On the street, the ondel-ondel is at once visible and invisible. Implicit is the illusion that, as a puppet that imitates humans, it can walk and even dance by itself. But the presenters know that only small children believe this. The ondel-ondel, with its crude decoration, its arm-less body and mute mouth, does not attempt to hide its ‘puppetness’. But it is hiding someone who makes it walk—just like a Volkswagen that ‘hides’ its engine in the back. People do not care. Like watching lenong (Betawi traditional theater—Ed.) performances, people know that Bang Juki performing on stage is Bang Juki who lives in Kramat Sentiong, and not the character Si Pitung.
The puppet is a toy. But it is also a game, like Banyamin Sueb’s endearing, funny songs. It is a product of collective imagination. It is not clear who produced it or what for. With its odd form, it is an intermezzo seemingly incidental in life that is routine and without imagination. But it also has a practical purpose: as a way of earning a living.
Even so, we cannot say whether the money the ondel-ondel group receives can be called ‘pay’. But neither can we call the money ‘alms’, if we remember that they—like the buskers in front of Kedai Barokah who give a wonderful rendition of Hey Jude—are not just beggars in rags and woeful expressions.
And people give. It is never a lot: probably the money is just a sign of ‘mutual understanding’, a kind of expression of solidarity that takes place automatically among people of lower ranks in society. Or it is the process of sharing limitations: the one thousand rupiah that Neng Salmah gives to the ondel-ondel group is not going to make her poor, but it can mean a lot to the recipients. At that moment what is going on is not calculation and exchange. What is happening is acceptance.
It seems that the ondel-ondel cannot be categorized, like many things in everyday life.
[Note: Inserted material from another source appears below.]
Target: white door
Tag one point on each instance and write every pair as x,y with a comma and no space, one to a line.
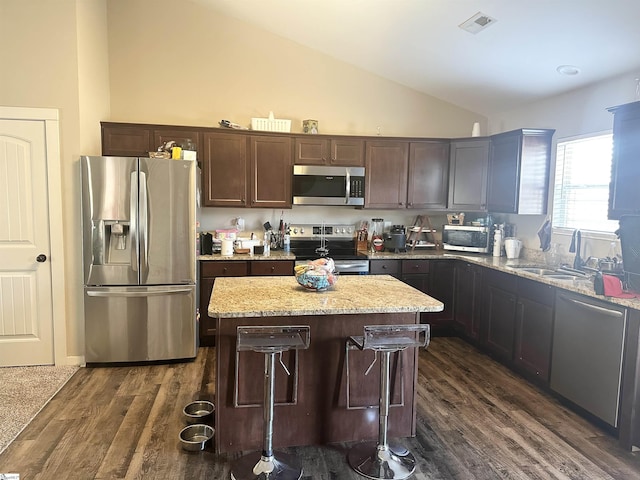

Administrators and formulators of public policy and cultural advocates have tried to eliminate the ondel-ondel from the streets, reasoning that the puppet walking around the streets is an object of Betawi cultural heritage and as such should not become a beggars’ prop. But it is not so easy to call the ondel-ondel ‘cultural legacy’, and the adjective ‘Betawi’ has always emerged within an eclectic process, like tanjidor music which adopts elements from all over the place: Dutch, Portuguese, Chinese, Arab, Malay and much else besides.
Just as important, the ondel-ondel is marked by street behavior: like many everyday things, it always escapes the strategy of those at the top wanting to control everything. It does not mark any one ‘location’, and is not controlled with limits and the logic of proximity. The ondel-ondel, at least these days, traverses a ‘place’. A ‘place’, and here I use Michel de Certeau’s terminology in The Practice of Everyday Life, is a practical place, a concrete world that is experienced, gone through, is always changing and possesses something unpredictable. A Lebenswelt—not an area seen from above like a drone. Not an abstract space formulated geometrically.
This is why, as I said above, it always escapes. It is playing, it is joking, it is transgression, it is life. Benyamin Sueb’s song that starts out calling us to watch the ondel-ondel, ends with a story about the hand of a tease sticking a cigarette butt on the head of the ondel-ondel kid, setting its hair on fire:
Anak ondel-ondel jijikrakan — krakkkk
Kepale nyale berkobaran — bullllllll
Yang ngarak pada kebingungan — ngunggg
Disiramin air comberan — byurrrrrrr....
The ondel-ondel kid jumps around — juuuump
His hair is on fire — fizzzzzz
His friends don’t know what to do — whaaaat?